O 25 de Abril aconteceu numa quinta-feira e era dia do fecho da edição, de fazer os anúncios, paginar as últimas notícias e levar as páginas para a tipografia. Hoje o jornal fecha à segunda e é tudo muito mais fácil com as modernas tecnologias, mas naquele tempo não havia Internet, nem computadores. Era tudo artesanal. Eu montava anúncios e paginava, recortando e colando textos e fotos nas páginas que eram levadas para a tipografia a fim de serem impressas, enquanto que hoje vão pela Internet.
Por isso na manhã do dia 25 de abril de 1974 entrei no jornal ainda não eram oito horas e, mal cheguei, a Donzília Sousa, que vinha de Fall River e entrara mais cedo para adiantar a composição dos anúncios que eu iria paginar, disse-me que alguém acabara de telefonar informando que acontecera qualquer coisa em Portugal e a tropa andava na rua.

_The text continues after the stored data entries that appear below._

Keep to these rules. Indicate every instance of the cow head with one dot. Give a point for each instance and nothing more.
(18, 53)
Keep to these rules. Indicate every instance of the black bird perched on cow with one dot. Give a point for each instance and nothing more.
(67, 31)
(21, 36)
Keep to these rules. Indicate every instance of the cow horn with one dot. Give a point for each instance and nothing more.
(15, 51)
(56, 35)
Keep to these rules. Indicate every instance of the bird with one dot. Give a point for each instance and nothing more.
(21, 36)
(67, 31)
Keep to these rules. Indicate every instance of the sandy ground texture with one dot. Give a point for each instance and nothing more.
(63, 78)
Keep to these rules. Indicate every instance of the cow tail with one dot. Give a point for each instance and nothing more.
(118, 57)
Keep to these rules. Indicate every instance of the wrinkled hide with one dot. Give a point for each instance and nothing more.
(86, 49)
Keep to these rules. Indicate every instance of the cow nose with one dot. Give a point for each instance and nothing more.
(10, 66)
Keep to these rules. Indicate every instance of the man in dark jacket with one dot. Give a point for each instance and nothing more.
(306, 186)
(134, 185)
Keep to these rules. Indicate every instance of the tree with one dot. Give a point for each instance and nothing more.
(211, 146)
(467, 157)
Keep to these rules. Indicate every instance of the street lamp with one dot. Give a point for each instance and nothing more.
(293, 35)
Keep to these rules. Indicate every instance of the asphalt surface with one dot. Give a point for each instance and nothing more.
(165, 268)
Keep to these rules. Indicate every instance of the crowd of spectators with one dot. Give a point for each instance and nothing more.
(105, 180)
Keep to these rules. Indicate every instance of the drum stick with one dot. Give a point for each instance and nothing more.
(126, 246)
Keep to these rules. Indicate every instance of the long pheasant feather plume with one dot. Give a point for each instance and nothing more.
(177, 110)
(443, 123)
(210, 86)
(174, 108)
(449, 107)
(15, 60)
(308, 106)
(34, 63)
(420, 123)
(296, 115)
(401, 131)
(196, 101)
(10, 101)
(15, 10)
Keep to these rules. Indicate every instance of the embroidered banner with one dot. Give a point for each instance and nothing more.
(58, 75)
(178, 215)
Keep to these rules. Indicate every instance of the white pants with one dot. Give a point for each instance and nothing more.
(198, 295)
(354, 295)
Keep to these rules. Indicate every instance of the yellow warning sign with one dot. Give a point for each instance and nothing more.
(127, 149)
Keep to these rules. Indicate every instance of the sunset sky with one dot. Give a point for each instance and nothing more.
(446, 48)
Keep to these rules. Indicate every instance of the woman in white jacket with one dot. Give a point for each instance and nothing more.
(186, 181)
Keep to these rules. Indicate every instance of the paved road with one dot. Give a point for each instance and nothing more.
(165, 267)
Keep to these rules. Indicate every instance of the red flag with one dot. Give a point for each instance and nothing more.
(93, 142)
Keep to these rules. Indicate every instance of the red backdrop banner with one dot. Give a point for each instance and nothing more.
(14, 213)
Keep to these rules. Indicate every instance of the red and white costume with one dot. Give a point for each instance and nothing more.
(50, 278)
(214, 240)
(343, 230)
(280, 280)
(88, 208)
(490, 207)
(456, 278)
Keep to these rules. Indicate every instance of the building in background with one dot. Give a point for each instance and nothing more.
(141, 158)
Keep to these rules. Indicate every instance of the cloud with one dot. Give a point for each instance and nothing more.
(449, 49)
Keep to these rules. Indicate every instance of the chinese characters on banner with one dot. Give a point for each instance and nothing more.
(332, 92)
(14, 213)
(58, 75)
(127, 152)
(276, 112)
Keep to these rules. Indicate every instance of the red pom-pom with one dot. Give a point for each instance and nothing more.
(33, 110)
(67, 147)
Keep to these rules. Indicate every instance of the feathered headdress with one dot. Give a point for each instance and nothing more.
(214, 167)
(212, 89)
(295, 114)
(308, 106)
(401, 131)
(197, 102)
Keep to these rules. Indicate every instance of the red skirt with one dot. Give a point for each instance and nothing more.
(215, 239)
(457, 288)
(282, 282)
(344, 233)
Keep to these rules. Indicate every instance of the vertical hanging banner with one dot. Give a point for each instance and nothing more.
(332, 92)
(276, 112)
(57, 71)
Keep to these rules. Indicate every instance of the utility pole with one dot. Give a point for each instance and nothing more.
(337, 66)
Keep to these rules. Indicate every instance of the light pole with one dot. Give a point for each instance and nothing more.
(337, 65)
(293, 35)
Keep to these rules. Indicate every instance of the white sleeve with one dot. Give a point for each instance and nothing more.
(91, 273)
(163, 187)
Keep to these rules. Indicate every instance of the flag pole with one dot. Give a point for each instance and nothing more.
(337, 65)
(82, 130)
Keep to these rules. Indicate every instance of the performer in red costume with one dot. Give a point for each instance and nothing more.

Nunca se soube quem telefonou, mas foi assim, num simples e anónimo telefonema, que a notícia do 25 de Abril chegou ao Portuguese Times.
Aliás, nesse dia as notícias de Portugal foram escassas, não havia CNN, nem RTP Internacional, nem fax e a única agência noticiosa portuguesa, a ANI, mandava notícias para os EUA pelo correio e uma vez no mês. Por outro lado, a embaixada de Portugal em Washington não atendia telefonemas, mas também pouco poderia informar. Ainda assim o dia foi de euforia. O Augusto Saraiva, o antigo dono do jornal, que continuava como correspondente em Newark, telefonou-me a sugerir uma edição especial alusiva ao golpe militar, mas Costa pensava que em Portugal apenas caiam donzelas e não regimes, e só deu a notícia na semana seguinte.
A edição número 185 do Portuguese Times, do dia 25 de abril de 1974, traz a notícia da prisão em Lisboa de 55 intelectuais (José Manuel Tengarrinha, Mário Ventura Henriques e outros), mas nada do golpe militar 25 de Abril.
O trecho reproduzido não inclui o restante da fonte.